Algo que me incomoda é a solidão. Sem par, sem família (embora sanguínea negar-me isto). Não quero ser daquelas pessoas que de tanto julgar os outros esquecem que é imprescindível amar. Não falo do amor que inclui o sexo. É necessário amar algo ou preferencialmente alguém para que a vida se torne mais leve. Ao contrário de muitos poetas, escritores, compositores, dramaturgos que dizem que escolheriam tudo de novo se tivessem oportunidade de voltar no tempo, eu renegaria boa parte.
Já fui feliz um dia. Fui capaz de amar, com toda a minha intensidade alguém por mais de 24 horas, mas como disse Fernando Pessoa, “tudo foi pouco.” mas a intensidade valeu tal como se fosse uma eternidade (obrigado Vinícius de Morais). Por um tempo, “mais uma vez, mais de uma vez, quase que fui feliz.”
Desgaste de mim, desgaste da minha vida… Buscar ser feliz… Mas onde e como? Como disse Clarice (minha musa) é necessário que Deus venha e que venha logo antes que seja tarde demais.
Não tenho medo da morte (repito) só tenho medo da dor.
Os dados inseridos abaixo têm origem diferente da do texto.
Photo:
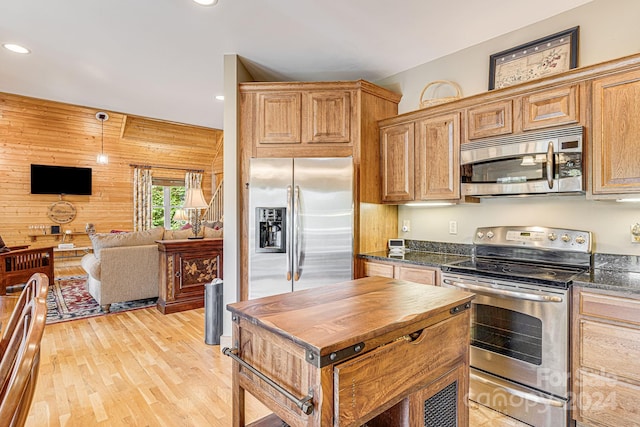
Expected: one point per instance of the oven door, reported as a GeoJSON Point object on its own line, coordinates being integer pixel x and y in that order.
{"type": "Point", "coordinates": [519, 331]}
Se existir um outro lado, outra dimensão (alguns chamam de Paraiso, Morada Eterna ou quaisquer denominações) que a coisa seja mais fácil.
É tão difícil acordar, depois de uma noite controlada por remédios e não ter a quem dizer bom-dia. E manter-me em silêncio durante parte do dia. As vezes só falo por volta das 13 horas, acordando as 06:00 da manhã. E aí cara, bate uma tristeza. Não consigo mais trabalhar na profissão a qual tenho formação. Entrar em sala de aula é meu Calvário.
Ando tão antipessoal que qualquer lugar cheio de mais e com barulho me irrita. Quando saio, chego ao ponto de descer no meio do caminho e tomar um taxi… Mantenho silêncio, mesmo que o motorista seja daqueles que gostem de futebol e fala sobre o campeonato de não-sei-de-onde porque não gosto de futebol. Alguns tem bom gosto musical. Já tive até oportunidade de ouvir Milles Davis dentro de um taxi. Fiquei tão surpreso… Até descobrir que o motorista era professor, abandonou o estado e comprou um taxi. Desistiu, igual a mim, de ensinar.
Li uma frase, supostamente atribuída a Madre Tereza de Calcutá, onde ela diz mais ou menos o seguinte: “Ame apenas, pois o tempo nunca pode acabar com um amor sem explicação. A mais terrível pobreza é a solidão e o sentimento de não ser amado.”
Esse sentimento me acompanha… e com ele nas minhas mãos resta-me o que? A minha companheira é a solidão.
Você que leu isto até o final, o que tem a mim dizer? Poste a sua resposta.
Ainda mais Madre Tereza: “Se você julga as pessoas, não tem tempo de amá-las.”